Problems As you can see to donate a non-vital organ in order to help someone recover their health is perfectly acceptable and most generous. I personally know a woman who donated one of her kidneys to save her husband’s life. In this instance she had two perfectly functioning kidneys and only needed one to survive. You can’t donate a vital organ such as your heart because in so doing that would terminate your life and only God has the right to do that. This does present health care professionals with some additional problems. What does death mean? Does death mean the brain no longer functions, or the heart stops, or the person stops breathing?
Organ Transplant Business People in the organ transplant business tell us that certain organs are best harvested when there still a heartbeat. There have been some documented cases of a doctor removing “vital organs” from accident victims before it was certain that the person was dead. The most prudent course of action seems to be not to allow the “harvesting” of vital organs from a human body until brain activity, respiration and circulation have all ceased: no breathing, no heartbeat, no blood pressure and no brain activity.

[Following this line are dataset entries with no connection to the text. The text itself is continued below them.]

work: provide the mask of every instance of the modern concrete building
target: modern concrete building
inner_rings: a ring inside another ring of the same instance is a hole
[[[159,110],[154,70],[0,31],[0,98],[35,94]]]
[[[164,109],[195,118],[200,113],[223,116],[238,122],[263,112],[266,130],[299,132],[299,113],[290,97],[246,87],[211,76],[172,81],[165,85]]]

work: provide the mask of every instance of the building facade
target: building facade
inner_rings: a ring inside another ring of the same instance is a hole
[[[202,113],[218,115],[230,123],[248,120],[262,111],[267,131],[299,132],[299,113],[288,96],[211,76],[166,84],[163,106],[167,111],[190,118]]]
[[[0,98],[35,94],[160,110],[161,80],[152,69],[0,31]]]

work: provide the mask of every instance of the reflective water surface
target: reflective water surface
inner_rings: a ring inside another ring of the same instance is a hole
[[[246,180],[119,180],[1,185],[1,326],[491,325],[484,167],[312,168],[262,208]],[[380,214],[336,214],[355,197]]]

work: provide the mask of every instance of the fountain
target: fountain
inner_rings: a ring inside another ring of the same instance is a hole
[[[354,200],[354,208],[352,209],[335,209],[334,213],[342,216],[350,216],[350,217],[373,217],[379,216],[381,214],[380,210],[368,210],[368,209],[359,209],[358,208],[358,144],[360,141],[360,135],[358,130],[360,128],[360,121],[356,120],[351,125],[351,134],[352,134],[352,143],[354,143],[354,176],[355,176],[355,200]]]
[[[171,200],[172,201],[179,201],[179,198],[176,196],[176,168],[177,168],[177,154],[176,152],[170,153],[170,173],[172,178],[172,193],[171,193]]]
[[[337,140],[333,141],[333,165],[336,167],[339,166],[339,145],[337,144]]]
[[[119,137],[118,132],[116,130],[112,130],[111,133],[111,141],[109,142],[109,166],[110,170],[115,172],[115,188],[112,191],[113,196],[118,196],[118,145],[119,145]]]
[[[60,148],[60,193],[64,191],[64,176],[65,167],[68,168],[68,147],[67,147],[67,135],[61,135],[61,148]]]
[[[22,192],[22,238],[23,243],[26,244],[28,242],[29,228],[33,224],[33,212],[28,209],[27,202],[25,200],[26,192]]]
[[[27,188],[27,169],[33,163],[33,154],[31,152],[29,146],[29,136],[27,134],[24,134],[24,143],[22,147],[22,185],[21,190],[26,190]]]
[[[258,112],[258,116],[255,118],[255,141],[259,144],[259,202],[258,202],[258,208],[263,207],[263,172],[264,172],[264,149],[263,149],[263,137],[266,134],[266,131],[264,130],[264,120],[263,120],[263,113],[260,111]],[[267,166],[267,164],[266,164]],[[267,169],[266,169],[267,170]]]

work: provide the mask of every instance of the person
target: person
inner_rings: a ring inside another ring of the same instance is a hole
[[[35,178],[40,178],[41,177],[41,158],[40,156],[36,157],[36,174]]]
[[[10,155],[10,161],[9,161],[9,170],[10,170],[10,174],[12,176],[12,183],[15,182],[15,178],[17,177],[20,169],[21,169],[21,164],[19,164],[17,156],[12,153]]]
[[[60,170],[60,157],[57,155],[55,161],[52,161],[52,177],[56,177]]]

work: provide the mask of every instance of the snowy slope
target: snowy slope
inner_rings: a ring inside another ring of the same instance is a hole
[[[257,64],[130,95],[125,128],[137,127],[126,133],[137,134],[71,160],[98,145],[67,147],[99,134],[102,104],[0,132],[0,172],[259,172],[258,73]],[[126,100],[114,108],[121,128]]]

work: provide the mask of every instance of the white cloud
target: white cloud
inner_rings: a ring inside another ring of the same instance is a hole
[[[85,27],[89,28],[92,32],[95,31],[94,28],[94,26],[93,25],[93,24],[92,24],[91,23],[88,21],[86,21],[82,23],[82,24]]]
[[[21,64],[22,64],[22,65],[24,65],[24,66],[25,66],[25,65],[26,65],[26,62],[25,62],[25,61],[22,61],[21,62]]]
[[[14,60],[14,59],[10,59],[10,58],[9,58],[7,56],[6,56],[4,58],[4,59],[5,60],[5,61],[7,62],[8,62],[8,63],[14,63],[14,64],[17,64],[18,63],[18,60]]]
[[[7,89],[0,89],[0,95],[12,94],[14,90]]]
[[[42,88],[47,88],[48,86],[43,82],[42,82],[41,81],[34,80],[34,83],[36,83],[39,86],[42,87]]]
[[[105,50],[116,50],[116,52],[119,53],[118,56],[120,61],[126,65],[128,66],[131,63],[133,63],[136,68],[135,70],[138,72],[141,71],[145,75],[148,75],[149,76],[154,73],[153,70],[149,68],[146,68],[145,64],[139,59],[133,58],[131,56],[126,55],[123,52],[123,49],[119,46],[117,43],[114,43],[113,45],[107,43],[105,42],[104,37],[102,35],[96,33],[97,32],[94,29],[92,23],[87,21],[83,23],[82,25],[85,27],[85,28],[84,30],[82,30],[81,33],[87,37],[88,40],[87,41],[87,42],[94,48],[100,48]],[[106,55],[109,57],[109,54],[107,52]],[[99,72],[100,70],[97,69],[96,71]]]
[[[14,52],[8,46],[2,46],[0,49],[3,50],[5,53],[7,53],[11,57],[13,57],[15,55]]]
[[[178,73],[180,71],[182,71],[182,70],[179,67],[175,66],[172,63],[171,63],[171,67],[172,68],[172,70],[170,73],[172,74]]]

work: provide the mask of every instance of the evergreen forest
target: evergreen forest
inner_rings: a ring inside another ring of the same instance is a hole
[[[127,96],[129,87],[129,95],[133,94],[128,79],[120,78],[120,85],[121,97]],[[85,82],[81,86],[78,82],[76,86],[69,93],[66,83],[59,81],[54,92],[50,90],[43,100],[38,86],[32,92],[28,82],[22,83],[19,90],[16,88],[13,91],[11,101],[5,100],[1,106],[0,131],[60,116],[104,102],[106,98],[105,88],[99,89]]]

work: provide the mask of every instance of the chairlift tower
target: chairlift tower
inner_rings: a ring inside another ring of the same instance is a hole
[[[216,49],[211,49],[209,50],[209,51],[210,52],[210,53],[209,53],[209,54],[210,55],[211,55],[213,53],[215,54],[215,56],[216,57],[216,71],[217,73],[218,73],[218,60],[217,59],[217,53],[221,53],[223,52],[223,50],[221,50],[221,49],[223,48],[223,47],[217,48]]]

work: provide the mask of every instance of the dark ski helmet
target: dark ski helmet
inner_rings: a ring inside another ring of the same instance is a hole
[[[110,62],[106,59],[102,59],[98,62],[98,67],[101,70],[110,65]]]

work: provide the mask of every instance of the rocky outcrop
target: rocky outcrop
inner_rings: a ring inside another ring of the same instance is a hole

Most Important Issues Only God gives us a mortal life and the choice of ending our mortal life rests with Him alone and no one else. CCC 2278 Discontinuing medical procedures that are burdensome, dangerous, extraordinary, or disproportionate to the expected outcome can be legitimate; it is the refusal of "over-zealous" treatment. Here one does not will to cause death; one's inability to impede it is merely accepted. The decisions should be made by the patient if he is competent and able or, if not, by those legally entitled to act for the patient, whose reasonable will and legitimate interests must always be respected.
More from the Catechism CCC 2279 Even if death is thought imminent, the ordinary care owed to the sick person cannot be legitimately interrupted. The use of painkillers to alleviate the sufferings of the dying, even at the risk of shortening their days, can be morally in conformity with human dignity if death is not willed as either an end or a means, but only foreseen and tolerated as inevitable Palliative care [to moderate the intensity of death] is a special form of disinterested charity. As such it should be encouraged.
Terminal? Is organ donation acceptable? Yes, so long as it does not end the life of the donor. When can vital organs be removed? Only after death has occurred because to do otherwise would be to place yourself in the position of God. Nothing can be done to hasten death. I knew a woman who had a very painful terminal cancer. Her pain was so great, and her pain medication need was so high, she had to take the medication by IV. When asked why she put up with this pain she said, “I thought my children how to live, now I will teach them how to die and that’s God’s decision not mine.”